I am creating a rotation matrix in python as follows:
import numpy as np
def make_rot(angle):
cost = np.cos(np.deg2rad(angle))
sint = np.sin(np.deg2rad(angle))
rot = np.array([[cost, -sint, 0],
[sint, cost, 0],
[0, 0, 1]])
return rot
This is as defined in the wikipedia page here: http://en.wikipedia.org/wiki/Rotation_matrix
I run it with the angle parameter as 45 degrees and I get something like:
[[ 0.70710678 -0.70710678 0. ]
[ 0.70710678 0.70710678 0. ]
[ 0. 0. 1. ]]
Now, I use the OpenCV getRotationMatrix2D API as follows:
import cv2
M = cv2.getRotationMatrix2D((0, 0), 45, 1)
The matrix I get is the inverse of the matrix (the transpose as it is a rotation matrix). The result is as follows:
[[ 0.70710678 0.70710678 0. ]
[-0.70710678 0.70710678 0. ]]
As you can see it is the inverse. I have not found anything in the OpenCV documentation which says anything about this behaviour.
Now, I can use this matrix in OpenCV and skimage to transform an image as follows:
# openCV
M = cv2.getRotationMatrix2D((0, 0), 45, 1)
dst = cv2.warpAffine(image2, M, (coumns, rows))
# skimage
from skimage import transform as tf
tform = tf.AffineTransform(matrix=make_rot(45))
dst = tf.warp(image_2, tform)
The surprising thing is that the result from using my matrix and OpenCV matrix is the same.

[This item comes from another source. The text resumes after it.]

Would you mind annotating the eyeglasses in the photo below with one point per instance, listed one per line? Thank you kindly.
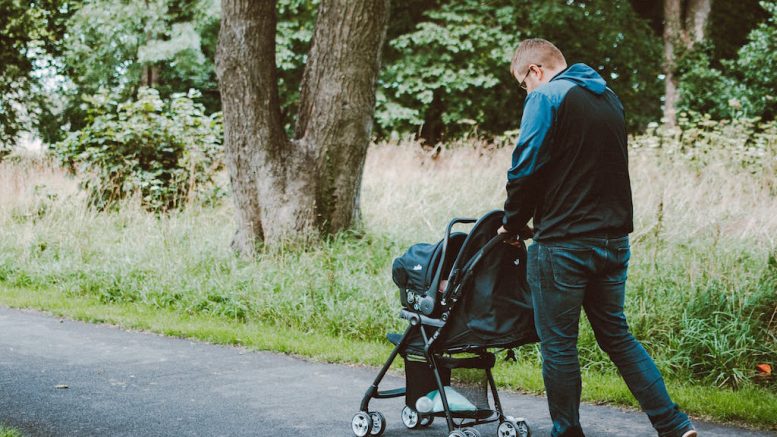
(523, 82)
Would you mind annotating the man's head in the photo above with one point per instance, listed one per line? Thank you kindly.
(535, 62)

My question is why is OpenCV working with the inverse of the transformation? I am wondering if this is something they are not mentioning in the documentation or if I am using this wrong somehow.
I think the problem is that in a traditional right-handed coordinate system the rotation matrix looks exactly like the one you are using.
Whereas in images (and OpenCV works with images) the origin is in the top-left corner, the x-axis goes to the right (as usual), but y-axis goes down rather than up, which means that the coordinate system is left-handed and the rotation matrix is different.
Let's build the rotation matrix in this coordinate system. If we denote:
A - linear transformation (rotation in our case)
then we get
A(i) = (cos(angle), -sin(angle))
where i - is the base vector corresponding to x-axis
A(j) = (sin(angle), cos(angle))
where j- is the base vector for y-axis.
Consequently, rotation matrix looks exactly like in OpenCV:
A(i) is its first column,
A(j) is the second one.